Agentes de la Fuerza Pública observaron al indigente cometer el hecho y lo siguieron hasta detenerlo, a 75 metros del local, donde recuperaron el bien.

Los agentes lo llevaron al Tribunal de Flagrancia de Alajuela. El 7 de abril lo condenaron a dos meses de prisión por un hurto agravado consumado.

El juez no le concedió el beneficio de ejecución condicional de la pena porque había cometido hechos similares en el pasado.

Desproporcionado. La defensora pública del indigente apeló la sentencia, al señalar que el delito nunca se consumó, sino que siempre quedó en tentativa porque no pudo disponer del bien y, al contrario, fue recuperado.

El Tribunal de Apelación de Sentencia de San Ramón declaró con lugar el recurso y revocó la sentencia, el 24 de junio.

Los jueces David Fallas, José Alberto Rojas y Alberto Alpízar consideraron que al ser atrapado el sujeto por la Policía, cuando salió del negocio, el hecho ilícito quedó en tentativa, de modo que es posible disminuir la sanción a cinco días, a pesar de que la norma establece un mínimo de un mes y un máximo de tres años.

Dijeron que el valor del bien permite evidenciar la lesión o el peligro para determinar la gravedad del hecho. En este caso, era un jabón con un costo de ¢975.

“La forma de ejecución del ilícito, aunado a la escasísima significancia económica de la barra de jabón obligan a imponer una pena muy por debajo del límite inferior de la escala sancionatoria prevista para el hurto simple”, expresa el fallo N.° 405-2015.

Personalidad.
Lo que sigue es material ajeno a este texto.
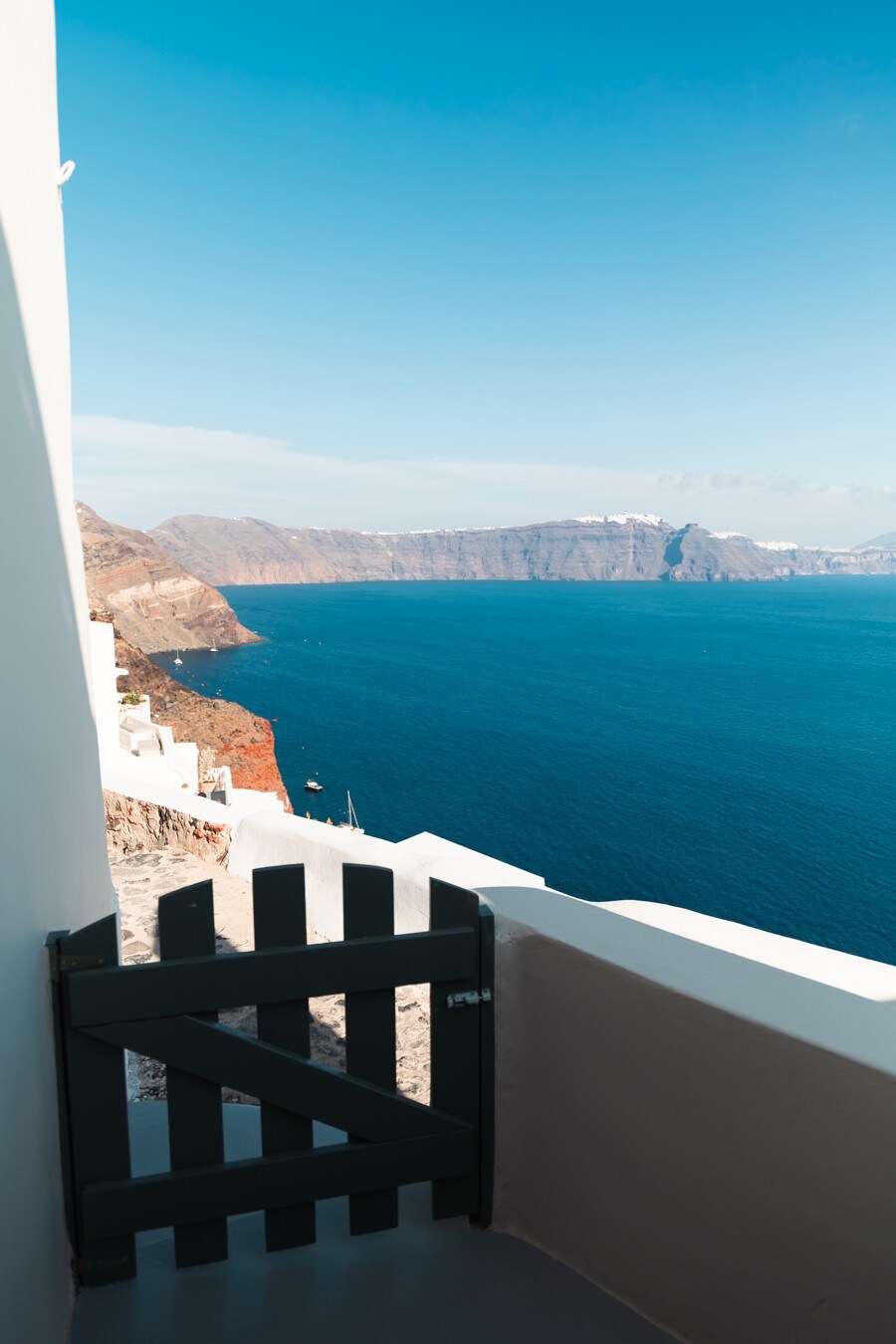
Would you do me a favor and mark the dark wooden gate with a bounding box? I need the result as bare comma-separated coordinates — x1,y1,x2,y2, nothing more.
47,864,493,1286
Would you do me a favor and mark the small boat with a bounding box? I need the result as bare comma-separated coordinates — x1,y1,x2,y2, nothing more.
339,791,364,836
Los jueces también analizaron que el indigente es proclive a cometer hurtos, pero no es una persona peligrosa, ya que no existen condenas por otro tipo de delincuencia en las que haya utilizado la violencia o el uso de la fuerza, lo que debe ser considerado a su favor.

Al rebajar la pena, el Tribunal tomó en cuenta que la Convención Americana de Derechos Humanos establece que las penas privativas de la libertad tendrán como finalidad la reforma y la readaptación de los condenados.

Para Marta Iris Muñoz, directora de la Defensa Pública, el sistema ha llegado al extremo de castigar a las personas que hurtan alimentos por hambre, a penas tan bajas que se convierten en irracionales.

“Es a través de políticas sociales que tienen que abordar la problemática, antes de hacer penalizaciones como estas. En esta clase de hurtos, la empresa no pierde nada porque se recupera el bien y no hay lesión. El Estado debe reprimir solo conductas realmente dañosas”, expresó Muñoz.

Según estimaciones de Adaptación Social, cinco días de prisión cuestan ¢120.000. El Poder Judicial calcula que un proceso, el cual incluye todas las etapas (investigación, acusación, juicio, apelación y casación), tiene un valor de ¢6 millones.

Para el juez de ejecución de la pena, Roy Murillo, las sanciones por debajo de los dos años deben ser sustituidas por otras medidas alternas, ya que una pena tan corta tiene efectos contraproducentes y lo único que logra es la neutralización del reo.

Marta Iris Muñoz asegura que han identificado casos en los cuales hay indigentes que cometen el delito por hambre, para ser llevados a prisión, donde son alimentados, o para buscar un techo en época lluviosa.